Saturday, October 20, 2012

Bambi, Frankenweenie, and Storytelling

In 1975 I attended the re-release of Bambi at my local theatre. I am sure many of you had a very similar experience. As 'Man' entered the forest my anxiety rose, when the Great Prince broke the news to Bambi that, "Your mother can't be with you anymore." I completely lost it. That was my first experience with storytelling that could really manipulate my emotions.

My youngest daughter had a similar experience last night. We went to the theatre and watched the movie Frankenweenie. Without ruining the plot, Quinci was absolutely mortified throughout the second half of the film. I think she was equal parts sad and scared. 

My first instinct was to take her and leave. I didn't because (as bad as it sounds) I was really enjoying the movie. The homage Tim Burton made of this movie is amazing. 

After the movie was over I thought about what had happened, remembering my own experience with Bambi. I was really devastated for days over the death, but I still remember the movie. Having watched it several times with my own children I still have that sadness present. I don't think this is a bad legacy, it is really a gift.

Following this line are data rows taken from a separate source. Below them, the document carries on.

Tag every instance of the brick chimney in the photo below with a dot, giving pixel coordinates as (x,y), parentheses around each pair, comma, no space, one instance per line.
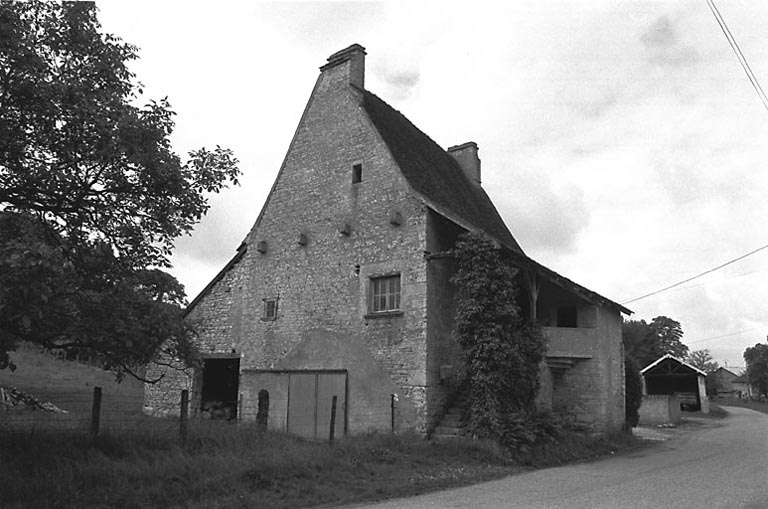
(352,60)
(466,155)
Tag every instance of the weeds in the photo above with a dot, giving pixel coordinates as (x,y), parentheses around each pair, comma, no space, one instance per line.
(239,465)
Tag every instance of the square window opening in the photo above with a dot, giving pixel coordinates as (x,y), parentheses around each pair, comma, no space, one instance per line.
(385,294)
(270,309)
(357,173)
(567,316)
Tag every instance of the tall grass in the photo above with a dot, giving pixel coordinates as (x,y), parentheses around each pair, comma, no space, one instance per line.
(227,465)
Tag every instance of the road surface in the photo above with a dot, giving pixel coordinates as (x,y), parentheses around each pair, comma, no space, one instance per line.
(709,464)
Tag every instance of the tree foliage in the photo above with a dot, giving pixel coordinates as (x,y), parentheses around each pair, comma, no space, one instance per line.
(703,360)
(645,342)
(501,353)
(92,195)
(756,358)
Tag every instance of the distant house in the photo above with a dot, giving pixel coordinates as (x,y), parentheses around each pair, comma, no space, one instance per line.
(723,382)
(672,376)
(342,287)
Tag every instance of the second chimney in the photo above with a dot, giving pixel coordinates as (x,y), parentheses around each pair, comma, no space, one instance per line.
(352,60)
(466,155)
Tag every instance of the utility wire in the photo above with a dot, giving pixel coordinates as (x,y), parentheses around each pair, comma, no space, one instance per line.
(722,336)
(739,54)
(697,275)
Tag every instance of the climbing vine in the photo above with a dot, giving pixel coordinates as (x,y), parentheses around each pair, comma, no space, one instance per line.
(501,352)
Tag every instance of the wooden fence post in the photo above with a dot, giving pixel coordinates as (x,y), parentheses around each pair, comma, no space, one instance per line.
(392,412)
(333,421)
(95,412)
(184,416)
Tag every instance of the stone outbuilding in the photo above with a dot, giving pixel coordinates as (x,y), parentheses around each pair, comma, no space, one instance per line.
(669,375)
(342,287)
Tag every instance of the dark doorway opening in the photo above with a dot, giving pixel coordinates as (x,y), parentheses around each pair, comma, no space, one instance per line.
(220,388)
(262,414)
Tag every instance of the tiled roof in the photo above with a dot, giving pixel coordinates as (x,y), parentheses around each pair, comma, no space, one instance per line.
(434,173)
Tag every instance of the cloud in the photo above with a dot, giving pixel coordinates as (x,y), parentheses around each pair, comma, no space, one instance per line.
(399,82)
(542,217)
(664,47)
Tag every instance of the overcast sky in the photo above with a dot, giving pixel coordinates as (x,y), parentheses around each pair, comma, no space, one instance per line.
(621,141)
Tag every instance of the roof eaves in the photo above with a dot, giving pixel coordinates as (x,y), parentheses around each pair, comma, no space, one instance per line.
(670,356)
(566,283)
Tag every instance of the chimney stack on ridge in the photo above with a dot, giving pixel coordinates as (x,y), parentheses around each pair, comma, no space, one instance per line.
(354,58)
(466,155)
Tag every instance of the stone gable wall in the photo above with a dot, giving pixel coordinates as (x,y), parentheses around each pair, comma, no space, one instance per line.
(320,276)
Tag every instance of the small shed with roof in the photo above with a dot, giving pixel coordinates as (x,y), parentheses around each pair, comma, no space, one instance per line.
(672,376)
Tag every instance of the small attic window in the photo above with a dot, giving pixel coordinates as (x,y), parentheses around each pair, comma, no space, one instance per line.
(357,173)
(567,316)
(270,310)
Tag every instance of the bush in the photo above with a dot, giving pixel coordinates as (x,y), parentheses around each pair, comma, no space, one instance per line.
(633,390)
(500,351)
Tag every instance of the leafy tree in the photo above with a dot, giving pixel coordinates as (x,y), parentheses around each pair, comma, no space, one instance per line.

As teachers our goal is to make a qualitative difference in our students. We want them to attach an emotion to the time we spend with them. We want to be remembered. Storytellers know this inherently. They tell stories that are emotional to them in a way that transfers that emotion to the listeners. They make us feel. Maybe we should learn from them.

Monday, October 8, 2012

Creating a Visual Sequence of Events

Having finished the book Peter and Wendy we are now making a visual sequence of events. The pictures will be displayed first in the hallway and later in the room (for comparing and contrasting with the future versions of Peter Pan's stories.)

A visual sequence is a great way to help kids that have trouble reading visualize the story.